The overall intent of the PPSA is to provide an ordered regime to facilitate commerce in a balanced way for a debtor and its creditors ... to permit a PMSI creditor to use surplus funds from an identifiable existing asset to pay off debt with respect to other identifiable existing assets or any deficiency with respect to assets no longer available would upset the balance … [and] the PMSI creditor would usurp the priority of the prior secured creditor.

Discussion

In the circumstances the decision is reasonable. Although the decision itself does not set out a great many facts, we know that each of the four pieces of equipment was described in a separate schedule and we can extrapolate therefore that each had a separate payment schedule. Each piece of equipment was sold separately. So the Receiver could determine the amount of the deficiency after the sale of each item of equipment.
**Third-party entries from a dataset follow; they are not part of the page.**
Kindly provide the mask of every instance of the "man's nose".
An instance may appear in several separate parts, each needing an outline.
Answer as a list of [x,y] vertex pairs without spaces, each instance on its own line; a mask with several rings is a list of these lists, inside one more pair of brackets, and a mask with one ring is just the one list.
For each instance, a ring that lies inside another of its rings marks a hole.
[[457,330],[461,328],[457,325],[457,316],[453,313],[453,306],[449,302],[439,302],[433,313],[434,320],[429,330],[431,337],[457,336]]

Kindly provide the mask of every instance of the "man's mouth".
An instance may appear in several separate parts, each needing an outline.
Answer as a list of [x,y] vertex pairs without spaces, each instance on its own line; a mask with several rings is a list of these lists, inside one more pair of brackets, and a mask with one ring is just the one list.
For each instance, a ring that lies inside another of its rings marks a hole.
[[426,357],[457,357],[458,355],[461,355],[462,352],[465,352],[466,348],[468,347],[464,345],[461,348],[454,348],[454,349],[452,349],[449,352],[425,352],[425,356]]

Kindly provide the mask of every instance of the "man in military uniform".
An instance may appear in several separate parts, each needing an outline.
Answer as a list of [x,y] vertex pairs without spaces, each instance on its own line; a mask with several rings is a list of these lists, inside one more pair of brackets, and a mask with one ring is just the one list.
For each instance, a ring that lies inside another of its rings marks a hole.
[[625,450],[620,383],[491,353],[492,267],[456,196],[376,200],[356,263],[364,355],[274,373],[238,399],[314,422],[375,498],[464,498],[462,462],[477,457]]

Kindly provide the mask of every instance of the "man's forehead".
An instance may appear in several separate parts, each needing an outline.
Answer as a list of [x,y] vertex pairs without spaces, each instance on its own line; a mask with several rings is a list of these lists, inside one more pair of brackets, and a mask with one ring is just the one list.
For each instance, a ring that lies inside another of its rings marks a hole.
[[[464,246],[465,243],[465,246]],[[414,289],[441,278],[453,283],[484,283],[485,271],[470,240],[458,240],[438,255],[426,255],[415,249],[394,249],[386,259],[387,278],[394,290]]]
Compare this with a security agreement wherein four items of equipment are described in one schedule, with a blended payment and the same right to apply payments to the indebtedness in such manner as the secured party determines in its discretion, as CWB could in respect of Ramco. On the sale of these four items of equipment, either individually or as a package, the surplus would still rightly go to the prior secured creditor with a general security agreement. This is the concept afforded to a PMSI by the statute.